Family trip to NYC
Little did they realize that my parents were determining my fate. I was enchanted by New York. Bums slept in doorways; the buildings were so tall and modern; the skirts were so short! And there was a James Bond billboard that was half a block long! Ever after Columbus suffered in comparison.
Woolco at Graceland Shopping Center
The Woolco chain was a precursor to Walmart-type discount stores. By then I knew my way down to Graceland and that long bike ride to Schottenstein's we’d taken the year before was no longer neccessary. If there was a new release from The
Beatles, Woolco was where it would be found. I recall buying the picture-sleeve single Penny Lane
backed with Strawberry Fields Forever
on the day of its February release.
There was always a massive pile of cut-outs there, unsold singles with a small hole punched through the label. I still have dozens of them; I think they went for 25¢. Sunshine of Your Love,
California Dreamin,’
Midnight
Confessions,
Kentucky Woman
(the Deep Purple version), Pictures of Matchstick Men,
You Keep Me Hangin’ On
(the Vanilla Fudge version), Journey to the Center of the Mind.
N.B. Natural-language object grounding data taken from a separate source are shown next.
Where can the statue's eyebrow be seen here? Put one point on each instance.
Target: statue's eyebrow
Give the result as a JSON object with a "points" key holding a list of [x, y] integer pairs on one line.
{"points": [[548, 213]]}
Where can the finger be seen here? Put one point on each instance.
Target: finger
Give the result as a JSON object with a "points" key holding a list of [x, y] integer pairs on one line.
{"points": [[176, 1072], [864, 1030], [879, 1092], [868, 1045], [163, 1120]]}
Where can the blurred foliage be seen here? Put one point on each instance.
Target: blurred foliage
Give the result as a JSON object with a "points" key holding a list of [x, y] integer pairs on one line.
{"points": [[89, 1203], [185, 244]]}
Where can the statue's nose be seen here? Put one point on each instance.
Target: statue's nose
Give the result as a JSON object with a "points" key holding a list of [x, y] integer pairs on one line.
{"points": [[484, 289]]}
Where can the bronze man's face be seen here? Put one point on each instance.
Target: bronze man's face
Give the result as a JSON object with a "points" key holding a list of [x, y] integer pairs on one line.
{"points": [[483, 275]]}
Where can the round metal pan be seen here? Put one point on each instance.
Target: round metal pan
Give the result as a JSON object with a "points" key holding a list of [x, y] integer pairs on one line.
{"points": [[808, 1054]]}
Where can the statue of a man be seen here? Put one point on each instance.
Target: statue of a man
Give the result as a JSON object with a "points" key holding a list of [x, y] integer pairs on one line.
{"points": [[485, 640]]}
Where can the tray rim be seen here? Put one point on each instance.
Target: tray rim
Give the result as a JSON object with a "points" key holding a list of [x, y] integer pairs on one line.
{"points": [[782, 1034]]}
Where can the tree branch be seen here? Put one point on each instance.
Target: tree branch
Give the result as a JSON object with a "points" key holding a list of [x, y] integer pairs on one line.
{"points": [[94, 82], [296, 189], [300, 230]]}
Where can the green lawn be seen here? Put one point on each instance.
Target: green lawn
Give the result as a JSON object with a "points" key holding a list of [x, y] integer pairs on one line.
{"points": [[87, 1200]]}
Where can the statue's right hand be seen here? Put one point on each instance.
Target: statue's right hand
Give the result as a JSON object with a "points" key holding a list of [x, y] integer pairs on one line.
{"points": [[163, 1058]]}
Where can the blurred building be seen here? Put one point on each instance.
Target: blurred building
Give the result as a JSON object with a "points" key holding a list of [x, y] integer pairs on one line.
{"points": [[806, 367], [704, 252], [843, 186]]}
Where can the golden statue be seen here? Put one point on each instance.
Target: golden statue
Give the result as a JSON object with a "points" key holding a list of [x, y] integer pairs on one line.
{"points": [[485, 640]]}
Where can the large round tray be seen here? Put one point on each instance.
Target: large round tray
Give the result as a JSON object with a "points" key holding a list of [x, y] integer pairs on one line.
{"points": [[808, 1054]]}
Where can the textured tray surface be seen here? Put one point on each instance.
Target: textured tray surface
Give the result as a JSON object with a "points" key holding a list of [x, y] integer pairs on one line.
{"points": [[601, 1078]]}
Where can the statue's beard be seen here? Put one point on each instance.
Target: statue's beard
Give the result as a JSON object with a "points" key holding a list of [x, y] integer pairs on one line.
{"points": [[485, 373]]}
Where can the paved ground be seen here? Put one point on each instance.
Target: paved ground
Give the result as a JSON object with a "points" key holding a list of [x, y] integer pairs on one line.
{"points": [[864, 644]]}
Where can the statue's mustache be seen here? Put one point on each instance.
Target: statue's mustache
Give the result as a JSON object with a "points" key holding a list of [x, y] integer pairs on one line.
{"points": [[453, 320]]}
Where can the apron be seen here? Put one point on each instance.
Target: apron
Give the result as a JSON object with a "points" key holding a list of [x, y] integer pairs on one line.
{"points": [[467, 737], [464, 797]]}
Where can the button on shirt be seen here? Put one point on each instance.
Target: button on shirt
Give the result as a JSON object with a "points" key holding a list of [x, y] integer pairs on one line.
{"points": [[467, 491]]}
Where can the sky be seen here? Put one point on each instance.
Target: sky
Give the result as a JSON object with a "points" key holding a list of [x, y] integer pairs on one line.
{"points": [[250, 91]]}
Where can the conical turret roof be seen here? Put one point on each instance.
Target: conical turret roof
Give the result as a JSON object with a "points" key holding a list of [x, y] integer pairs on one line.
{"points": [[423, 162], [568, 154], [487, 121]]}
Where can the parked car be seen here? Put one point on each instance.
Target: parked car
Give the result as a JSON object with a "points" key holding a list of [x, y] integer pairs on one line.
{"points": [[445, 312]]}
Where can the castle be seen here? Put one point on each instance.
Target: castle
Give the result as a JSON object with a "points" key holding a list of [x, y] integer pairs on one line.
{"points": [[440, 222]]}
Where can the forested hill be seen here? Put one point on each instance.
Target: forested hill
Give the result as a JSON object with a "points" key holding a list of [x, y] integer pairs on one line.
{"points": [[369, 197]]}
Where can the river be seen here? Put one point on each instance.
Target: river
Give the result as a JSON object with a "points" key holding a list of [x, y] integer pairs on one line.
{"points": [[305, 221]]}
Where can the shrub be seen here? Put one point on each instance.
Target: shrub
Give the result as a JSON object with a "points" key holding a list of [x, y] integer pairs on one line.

I’d put them in a stack on my record player (it could handle five or six 45s at a time), and then turn them over and play all the B-sides when they finished. It was an interesting way to listen to music: one tune at a time and one unknown song matched with each AM radio favorite. In just a couple of years I moved along with FM radio to the long-player format but I’ve never been convinced that LPs were a better experience.
Carla from West High: first girlfriend
We met downtown as student volunteers for the Center of Science and Industry. Carla and I were together for perhaps two years. She was a junior, I was a freshman. We attended at least one prom together. We broke up from exhaustion, I think, though the precipitating incident was an argument we had during a phone call. I told her that one way or the other I wasn't going to be drafted. The idea of being in the army was unimaginable. (Fortunately I never had to face the situation; in the 1971 draft lottery my number was 257.)
Carla thought that dishonorable. I believe she used that word. I was really surprised; I don't why I didn't know she felt that way. Her perception of the historical moment wasn't the same as mine, obviously, and it changed my perception of her. Suddenly she was like one of the girls in my high school religion class, upset with me for contradicting the priest. "Just shut up! Shut up!" they'd tell me, obviously angry.